Perché nelle fiabe c’è la matrigna?

Perché nelle fiabe c’è la matrigna?

Il bambino non è un adulto in miniatura. La struttura mentale di un bimbo piccolo, ad esempio, è priva del potere di astrazione tipico del pensiero adulto; egli è in grado di sviluppare associazioni tra immagini ma non ancora di elaborare concetti astratti e porli in relazione logica tra loro.

Il bambino si affaccia al mondo, lo esplora e cerca di ordinare gli stimoli costruendosi una mappa di significati quanto più possibile stabili, che gli permetta di attribuire al dato sensoriale un significato, che gli infonda sicurezza. La fase dei “perché” fa pienamente parte di questo processo.

Perché le fiabe

Le fiabe parlano appunto dei perché, utilizzando un linguaggio semplice, completo, e sufficientemente simbolico da far sentire il bambino contenuto, dunque protetto. La componente magica della fiaba, inoltre, si inserisce perfettamente nel pensiero del bambino: egli non ha bisogno di capire il perché gli elefanti volino o la luna parli, per lui è assolutamente naturale e non necessita di alcuna spiegazione.

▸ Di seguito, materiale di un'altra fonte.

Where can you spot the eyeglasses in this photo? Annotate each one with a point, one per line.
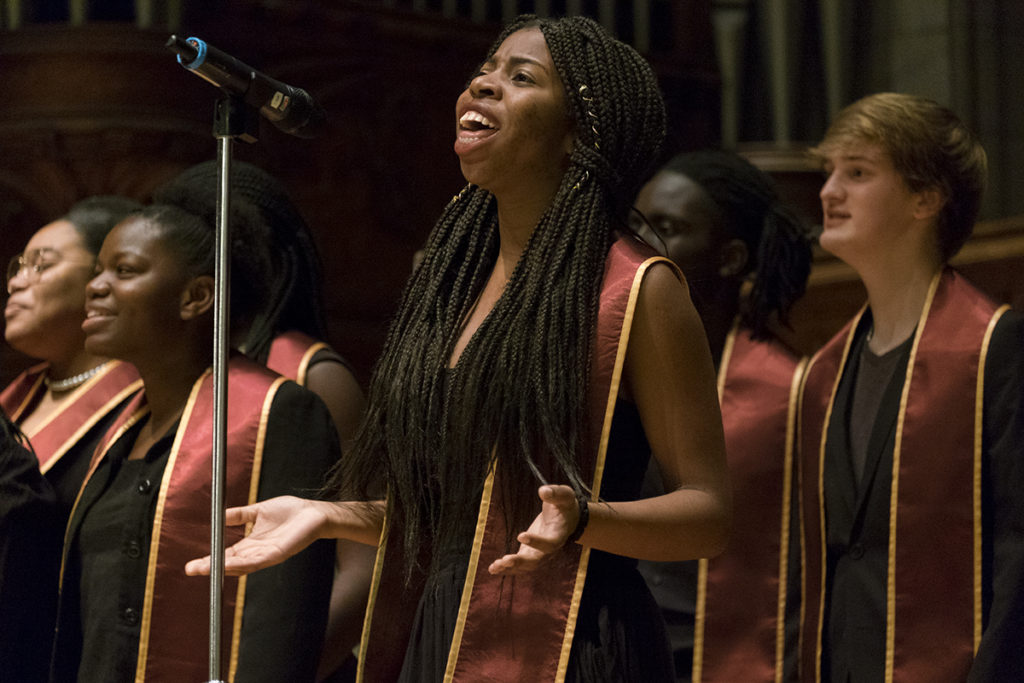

Il mondo dei bimbi è un mondo magico, definito della “magia primitiva”, in cui l’uomo si è mosso dagli albori della specie, un mondo in cui ogni cosa è animata e ciascun personaggio agisce secondo una logica e perseguendo un fine.

Madre buona – Madre cattiva

Nelle fiabe non è presente l’ambiguità polivalente del reale: i personaggi sono chiaramente definiti, o sono buoni o sono cattivi, senza mezzi termini. In moltissime fiabe, ad esempio, è presente il personaggio della matrigna cattiva. Basti pensare alla matrigna di Biancaneve o a quella di Cenerentola.

Come mai al posto di quella “cattiva” non è presente una madre buona? Abbiamo già detto che le fiabe viaggiano su un livello simbolico e magico, per questo contenitivo. Nella realtà quotidiana ogni bambino entra in relazione con la propria madre reale, una madre che per quanto sufficientemente buona, essendo umana manifesta sia aspetti positivi (amorevoli ed accoglienti) che negativi (respingenti e abbandonici). Per il bambino è semplice mantenere a livello cosciente l’immagine della “mamma buona”, mentre è decisamente inquietante e destabilizzante mantenere a livello di coscienza l’immagine di una “mamma cattiva” e distruttiva.

Perché accade questo? Semplicemente perché per il cucciolo di uomo la mamma è l’unica fonte di sopravvivenza, è nutrimento, egli ne è totalmente dipendente ed in lei si rispecchia. L’idea di dipendere da una figura “cattiva” ed ancor più di rispecchiarsi in essa risulta talmente angosciante per il bambino da rivelarsi insopportabile, dunque viene respinta e proiettata all’esterno. Nella fiaba, la “mamma cattiva” viene proiettata sulla matrigna, una donna che sebbene impersoni il ruolo di madre, è a tutti gli effetti biologicamente un’estranea.

Il fatto che nelle fiabe il ruolo di “madre cattiva” venga impersonato da una matrigna tiene conto dell’impossibilità del bambino di pensare che degli atteggiamenti ostili possano essere messi in atto dalla vera madre, quella biologica. Persino la matrigna si rivela buona con i propri figli biologici. Lo sdoppiamento della figura materna è tipico del bambino ed è frutto dell’impossibilità di far coesistere due percezioni opposte, di assimilare l’ambivalenza del reale.

Non solo matrigne…

La matrigna non è l’unica figura femminile negativa presente nelle fiabe: ad esempio, oltre la matrigna, vi sono la regina malvagia, la strega che divora i bambini ecc… Esse sono tutte figure rappresentanti la proiezione di vari aspetti della “madre cattiva”, atteggiamenti materni frustranti.

In tutti i bambini, infatti, vi è la paura di ritrovarsi da soli, di essere abbandonati, possono essere gelosi di fratellini o sorelline ai loro occhi più benvoluti.

È proprio grazie a questi personaggi, avvolti nella cornice contenitiva del simbolismo, che le fiabe, per quanto possano talvolta narrare vicende spaventose o cruente (Hansel e Gretel sono imprigionati per essere mangiati dalla strega; la matrigna di Biancaneve le dà una mela avvelenata al fine di ucciderla ecc..), non solo non sono vissute dai bambini come se fossero racconti “horror”, ma sono dagli stessi tanto amate e ricercate.

Dott.ssa Giannalisa Colasuonno

Bibliografia

Santagostino, P., Guarire con una fiaba: usare l’immaginario per curarsi., Giangiacomo Feltrinelli Editore Milano, 2004.